Returning to Reality

Tue 26 Jan

With this being the third show season during the pandemic it almost feels like we’ve forgotten what previous seasons were like. We’re so used to reviewing through a screen, buying from a line sheet, watching Prada in our pyjamas. It’s not until we get that camera roll reminder ‘1 year ago today’ that we remember packing into halls, museums and taxis. Do we remember the string of finale walk Instagram stories? The pre-show scrum?
For the latter half of Paris Fashion Week, it seemed designers had moved on from the pandemic bubble and were keen to remind us of the reality we are so missing. Stepping away from the loungewear fad, designers started to shake us up with garments that felt forward-thinking and future-proof.

Many brands, such as Wales Bonner and Namachecko, focused on elevated outerwear or fanciful tailoring, both long to be worn and shown off. In particular, Wales Bonner was one of this season’s highlights, her whip-sharp silhouettes - created in collaboration with Saville row tailor’s Anderson and Sheppard - oozed look-at-me energy, with adidas trainers and softer knits keeping the whole affair with the general mood. Similarly, Namacheko was ready for the outdoors again with statement buttoned coats. Their softer velveteen fabrics and fluffy fringed models felt more street-style attention-grabbing than a look for the sofa.

Loewe too, despite the homewares and touch-through-the-screen knits, felt as if JW Anderson was rinsing his hands of the pandemic. There was undoubtedly a feeling of approachability and every day, but those leather trouser with buckles and the vivaciously bright artwork of Joe Brainard were a revelatory push for the future. Even Anderson’s recent collaboration with Studio Ghibli’s My Neighbour Totoro ( A marvellous feat) screamed escapism and fantasy. White Mountaineering perhaps captured escapism best, with a video that showed exploration across snowy terrain. Group activities? Outdoor sports? A dream for some at present. Their outerwear was truly inviting us on an adventure.

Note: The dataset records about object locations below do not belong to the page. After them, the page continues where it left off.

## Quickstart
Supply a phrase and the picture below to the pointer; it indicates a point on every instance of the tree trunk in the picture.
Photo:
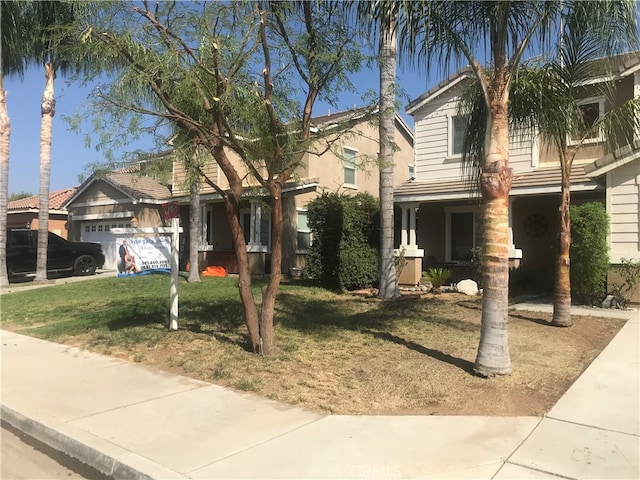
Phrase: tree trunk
(388, 277)
(493, 351)
(5, 135)
(562, 291)
(194, 232)
(270, 291)
(46, 129)
(232, 210)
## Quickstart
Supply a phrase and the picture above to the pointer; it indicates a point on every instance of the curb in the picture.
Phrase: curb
(118, 463)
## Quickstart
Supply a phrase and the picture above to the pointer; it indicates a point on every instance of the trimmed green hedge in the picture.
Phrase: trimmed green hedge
(589, 252)
(344, 252)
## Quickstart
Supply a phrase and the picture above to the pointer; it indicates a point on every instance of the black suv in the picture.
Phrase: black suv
(81, 258)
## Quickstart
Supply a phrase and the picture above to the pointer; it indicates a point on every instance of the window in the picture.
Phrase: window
(350, 159)
(591, 110)
(304, 232)
(205, 227)
(457, 126)
(256, 224)
(461, 234)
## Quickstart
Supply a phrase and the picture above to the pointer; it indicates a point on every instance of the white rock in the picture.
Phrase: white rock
(468, 287)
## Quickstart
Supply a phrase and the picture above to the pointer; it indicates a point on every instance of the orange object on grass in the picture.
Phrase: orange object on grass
(212, 271)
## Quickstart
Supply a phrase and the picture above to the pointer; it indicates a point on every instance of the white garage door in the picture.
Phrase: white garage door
(100, 232)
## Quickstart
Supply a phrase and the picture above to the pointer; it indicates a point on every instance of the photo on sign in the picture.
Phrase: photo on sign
(143, 255)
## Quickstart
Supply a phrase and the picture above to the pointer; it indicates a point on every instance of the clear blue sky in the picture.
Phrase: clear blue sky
(69, 156)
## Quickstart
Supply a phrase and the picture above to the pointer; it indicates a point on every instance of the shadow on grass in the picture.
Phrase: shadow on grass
(539, 321)
(460, 363)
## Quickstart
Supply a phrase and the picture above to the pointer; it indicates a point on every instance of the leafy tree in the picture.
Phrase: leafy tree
(229, 76)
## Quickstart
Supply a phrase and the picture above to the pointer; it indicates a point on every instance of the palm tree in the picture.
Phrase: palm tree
(42, 17)
(446, 31)
(545, 100)
(387, 105)
(14, 42)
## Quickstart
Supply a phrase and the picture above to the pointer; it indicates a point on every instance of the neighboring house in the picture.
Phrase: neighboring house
(116, 200)
(348, 167)
(23, 213)
(441, 211)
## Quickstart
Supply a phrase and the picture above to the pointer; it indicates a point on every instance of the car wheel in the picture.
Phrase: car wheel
(85, 265)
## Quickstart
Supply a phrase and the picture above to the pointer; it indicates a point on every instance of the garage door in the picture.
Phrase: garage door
(100, 232)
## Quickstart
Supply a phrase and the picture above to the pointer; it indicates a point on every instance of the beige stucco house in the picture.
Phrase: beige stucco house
(23, 213)
(349, 166)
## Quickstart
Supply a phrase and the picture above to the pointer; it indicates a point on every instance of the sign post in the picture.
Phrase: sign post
(171, 212)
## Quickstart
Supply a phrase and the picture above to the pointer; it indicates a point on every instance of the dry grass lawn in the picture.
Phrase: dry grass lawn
(347, 354)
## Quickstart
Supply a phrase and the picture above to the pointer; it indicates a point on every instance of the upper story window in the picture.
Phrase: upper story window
(256, 224)
(591, 110)
(457, 125)
(350, 162)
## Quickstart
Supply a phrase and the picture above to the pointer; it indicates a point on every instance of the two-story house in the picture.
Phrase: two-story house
(349, 166)
(441, 210)
(126, 198)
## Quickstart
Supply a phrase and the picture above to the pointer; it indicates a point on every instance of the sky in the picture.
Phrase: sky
(70, 156)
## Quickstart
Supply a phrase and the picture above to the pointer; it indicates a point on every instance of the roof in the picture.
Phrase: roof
(616, 67)
(56, 200)
(616, 159)
(333, 119)
(139, 188)
(540, 180)
(449, 82)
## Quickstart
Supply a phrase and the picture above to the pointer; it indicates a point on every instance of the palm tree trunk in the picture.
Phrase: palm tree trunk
(493, 351)
(388, 278)
(562, 291)
(5, 134)
(48, 111)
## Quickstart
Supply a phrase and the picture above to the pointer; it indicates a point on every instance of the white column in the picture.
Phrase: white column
(405, 226)
(412, 226)
(636, 94)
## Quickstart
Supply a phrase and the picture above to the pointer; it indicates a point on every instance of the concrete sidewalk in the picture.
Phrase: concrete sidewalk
(130, 421)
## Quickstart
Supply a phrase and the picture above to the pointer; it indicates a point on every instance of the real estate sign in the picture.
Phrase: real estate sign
(137, 254)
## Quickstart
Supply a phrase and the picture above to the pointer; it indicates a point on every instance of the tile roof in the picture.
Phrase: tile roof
(56, 199)
(139, 186)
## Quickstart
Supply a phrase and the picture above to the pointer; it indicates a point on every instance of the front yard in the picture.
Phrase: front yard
(336, 353)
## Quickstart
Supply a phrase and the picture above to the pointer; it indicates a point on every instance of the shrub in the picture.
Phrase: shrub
(629, 271)
(345, 231)
(437, 277)
(589, 252)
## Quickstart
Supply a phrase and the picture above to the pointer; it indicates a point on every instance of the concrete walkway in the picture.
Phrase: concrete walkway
(130, 421)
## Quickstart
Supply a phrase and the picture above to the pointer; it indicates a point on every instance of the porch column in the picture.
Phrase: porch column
(636, 94)
(515, 254)
(411, 271)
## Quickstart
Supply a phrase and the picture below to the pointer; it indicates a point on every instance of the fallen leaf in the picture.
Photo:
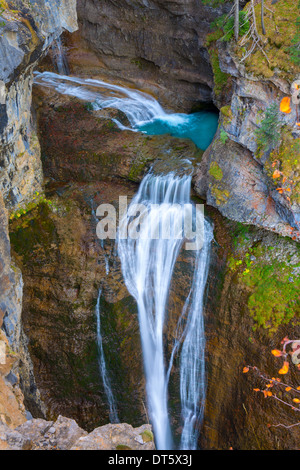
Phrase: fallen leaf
(284, 369)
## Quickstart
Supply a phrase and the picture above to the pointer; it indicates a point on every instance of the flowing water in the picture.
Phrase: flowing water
(113, 415)
(148, 265)
(143, 112)
(59, 57)
(148, 262)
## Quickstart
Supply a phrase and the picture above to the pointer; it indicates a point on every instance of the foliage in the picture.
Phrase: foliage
(271, 275)
(228, 27)
(214, 3)
(295, 48)
(280, 48)
(268, 136)
(220, 78)
(273, 387)
(216, 171)
(36, 200)
(223, 136)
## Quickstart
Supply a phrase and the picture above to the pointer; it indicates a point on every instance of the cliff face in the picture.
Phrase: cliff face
(247, 181)
(27, 30)
(157, 45)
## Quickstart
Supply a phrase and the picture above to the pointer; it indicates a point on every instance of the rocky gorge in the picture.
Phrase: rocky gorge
(61, 158)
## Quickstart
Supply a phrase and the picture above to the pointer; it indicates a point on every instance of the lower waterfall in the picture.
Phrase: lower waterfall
(148, 265)
(113, 415)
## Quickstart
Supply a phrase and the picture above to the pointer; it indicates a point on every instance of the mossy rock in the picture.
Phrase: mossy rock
(147, 436)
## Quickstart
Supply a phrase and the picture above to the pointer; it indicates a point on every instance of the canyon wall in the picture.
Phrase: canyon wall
(85, 160)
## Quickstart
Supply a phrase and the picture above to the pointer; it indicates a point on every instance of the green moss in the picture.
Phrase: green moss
(220, 78)
(275, 300)
(226, 111)
(147, 436)
(216, 171)
(221, 196)
(282, 28)
(271, 273)
(36, 200)
(286, 159)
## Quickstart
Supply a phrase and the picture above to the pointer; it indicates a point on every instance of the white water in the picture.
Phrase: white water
(113, 415)
(143, 112)
(139, 107)
(59, 57)
(148, 266)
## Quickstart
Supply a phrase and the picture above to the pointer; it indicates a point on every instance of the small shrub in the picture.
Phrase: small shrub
(268, 136)
(244, 26)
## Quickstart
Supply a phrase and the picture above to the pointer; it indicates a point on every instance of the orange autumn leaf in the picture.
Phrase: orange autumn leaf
(276, 174)
(284, 369)
(285, 105)
(276, 352)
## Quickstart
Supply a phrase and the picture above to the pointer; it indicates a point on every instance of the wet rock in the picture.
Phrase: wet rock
(66, 432)
(81, 145)
(158, 46)
(237, 186)
(13, 440)
(117, 437)
(27, 32)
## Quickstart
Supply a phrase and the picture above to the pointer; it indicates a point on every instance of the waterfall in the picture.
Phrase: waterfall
(59, 57)
(148, 265)
(113, 415)
(142, 110)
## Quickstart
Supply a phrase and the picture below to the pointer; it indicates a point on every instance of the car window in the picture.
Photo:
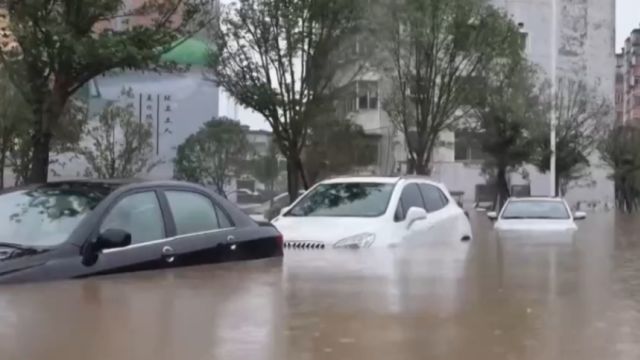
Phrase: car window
(192, 212)
(350, 199)
(281, 202)
(140, 215)
(223, 219)
(433, 197)
(45, 216)
(411, 197)
(535, 209)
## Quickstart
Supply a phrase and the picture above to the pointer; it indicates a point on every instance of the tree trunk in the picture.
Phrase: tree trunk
(46, 116)
(4, 148)
(303, 175)
(3, 160)
(293, 177)
(502, 188)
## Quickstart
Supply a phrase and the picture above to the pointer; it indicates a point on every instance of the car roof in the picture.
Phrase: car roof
(378, 179)
(108, 185)
(536, 198)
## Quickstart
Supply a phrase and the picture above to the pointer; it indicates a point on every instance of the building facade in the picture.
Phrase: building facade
(585, 39)
(627, 93)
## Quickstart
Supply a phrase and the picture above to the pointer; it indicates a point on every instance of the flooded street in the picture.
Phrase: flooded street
(486, 300)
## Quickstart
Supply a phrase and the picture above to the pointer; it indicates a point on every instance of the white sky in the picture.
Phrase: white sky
(627, 19)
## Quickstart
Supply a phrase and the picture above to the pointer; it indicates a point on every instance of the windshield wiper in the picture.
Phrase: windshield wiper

While not necessarily their strongest collection, Casablanca was about grandeur, drama and the high life in Monaco. Liberation through opulence! Even GmbH had pushed their usual tailoring with a streetwear twist into off-the-shoulder regal furs and clutch-bag yielding club-goers. Lemaire continued with their sublimely rich and inviting tonal looks presented with models walking as if on the streets rather than lavishness. Except for a divine duvet -style coat, this was a move away from home-style casuals and was a welcome visual of characters, walking, acknowledging, and even oggling at each other - a future we hope to see soon.

Y/Project also mimicked characters walking in a crowd, but instead of the free-wheeling busy group of Lemaire, Glenn had marked floors with directions - a harsh reminder of our current ‘make space’ rules. Maartens’ first co-ed show, was larger than life, with the Y/Project whimsy better than ever and aching to be worn amongst our peers.

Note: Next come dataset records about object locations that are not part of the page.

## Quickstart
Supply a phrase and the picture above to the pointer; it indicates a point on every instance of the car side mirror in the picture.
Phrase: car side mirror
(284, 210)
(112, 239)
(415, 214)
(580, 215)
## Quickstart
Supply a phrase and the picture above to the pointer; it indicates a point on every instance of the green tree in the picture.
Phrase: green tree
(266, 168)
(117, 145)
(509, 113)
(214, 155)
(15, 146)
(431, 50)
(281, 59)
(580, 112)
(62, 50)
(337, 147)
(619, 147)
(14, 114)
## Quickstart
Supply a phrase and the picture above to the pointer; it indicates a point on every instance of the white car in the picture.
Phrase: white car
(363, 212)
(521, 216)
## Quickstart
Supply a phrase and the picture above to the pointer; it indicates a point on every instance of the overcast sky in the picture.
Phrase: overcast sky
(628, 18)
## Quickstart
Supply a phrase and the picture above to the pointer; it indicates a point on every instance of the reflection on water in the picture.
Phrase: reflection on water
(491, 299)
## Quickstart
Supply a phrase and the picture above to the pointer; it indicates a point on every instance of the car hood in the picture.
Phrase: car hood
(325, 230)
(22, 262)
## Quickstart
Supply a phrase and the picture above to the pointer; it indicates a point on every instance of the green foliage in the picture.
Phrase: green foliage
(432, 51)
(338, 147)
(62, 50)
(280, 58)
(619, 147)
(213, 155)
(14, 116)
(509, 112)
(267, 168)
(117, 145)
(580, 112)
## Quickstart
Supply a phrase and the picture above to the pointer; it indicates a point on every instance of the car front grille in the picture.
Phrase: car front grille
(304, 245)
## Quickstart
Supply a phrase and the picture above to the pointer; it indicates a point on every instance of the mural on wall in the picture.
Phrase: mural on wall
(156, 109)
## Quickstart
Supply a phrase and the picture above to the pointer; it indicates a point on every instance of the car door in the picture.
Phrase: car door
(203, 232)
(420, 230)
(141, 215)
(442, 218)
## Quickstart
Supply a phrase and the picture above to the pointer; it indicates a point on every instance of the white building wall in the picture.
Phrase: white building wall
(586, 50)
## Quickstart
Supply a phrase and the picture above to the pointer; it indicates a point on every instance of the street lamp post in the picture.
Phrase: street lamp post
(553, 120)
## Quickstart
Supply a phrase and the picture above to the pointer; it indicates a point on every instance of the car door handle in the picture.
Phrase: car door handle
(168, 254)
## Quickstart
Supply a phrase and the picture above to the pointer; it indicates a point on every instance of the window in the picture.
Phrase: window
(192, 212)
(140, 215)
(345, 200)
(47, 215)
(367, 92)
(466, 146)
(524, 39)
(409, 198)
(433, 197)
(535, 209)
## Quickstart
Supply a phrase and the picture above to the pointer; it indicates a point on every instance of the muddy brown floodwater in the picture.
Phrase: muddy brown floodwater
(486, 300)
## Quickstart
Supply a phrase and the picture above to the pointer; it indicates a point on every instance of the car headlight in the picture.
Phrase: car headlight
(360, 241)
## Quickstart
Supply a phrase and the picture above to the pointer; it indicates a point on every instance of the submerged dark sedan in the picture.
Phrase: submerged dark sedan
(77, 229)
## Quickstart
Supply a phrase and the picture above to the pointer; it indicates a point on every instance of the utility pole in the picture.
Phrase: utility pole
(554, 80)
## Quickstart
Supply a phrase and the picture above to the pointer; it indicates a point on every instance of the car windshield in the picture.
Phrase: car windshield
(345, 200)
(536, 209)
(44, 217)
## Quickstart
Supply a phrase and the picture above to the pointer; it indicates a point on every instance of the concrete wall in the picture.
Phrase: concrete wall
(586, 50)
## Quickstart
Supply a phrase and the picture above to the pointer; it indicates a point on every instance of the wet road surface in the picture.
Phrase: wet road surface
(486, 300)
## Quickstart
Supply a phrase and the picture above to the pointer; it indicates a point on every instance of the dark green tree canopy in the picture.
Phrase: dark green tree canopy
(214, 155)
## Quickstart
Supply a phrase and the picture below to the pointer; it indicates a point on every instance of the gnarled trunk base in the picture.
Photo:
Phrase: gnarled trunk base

These were welcome bouts of optimism across menswear. It seems designers are succeeding most when they combine a comfort level - see angora knits, layered necklines or fleece-lined outerwear - with something that looks to the future - bold coats, luxury-detailing, statement tailoring and the like. Perhaps, we’ve gone so long in loungewear that a particularly striking coat is enough to make us heady and expectant for post-pandemic life. But, then again, isn’t that what great fashion does regardless?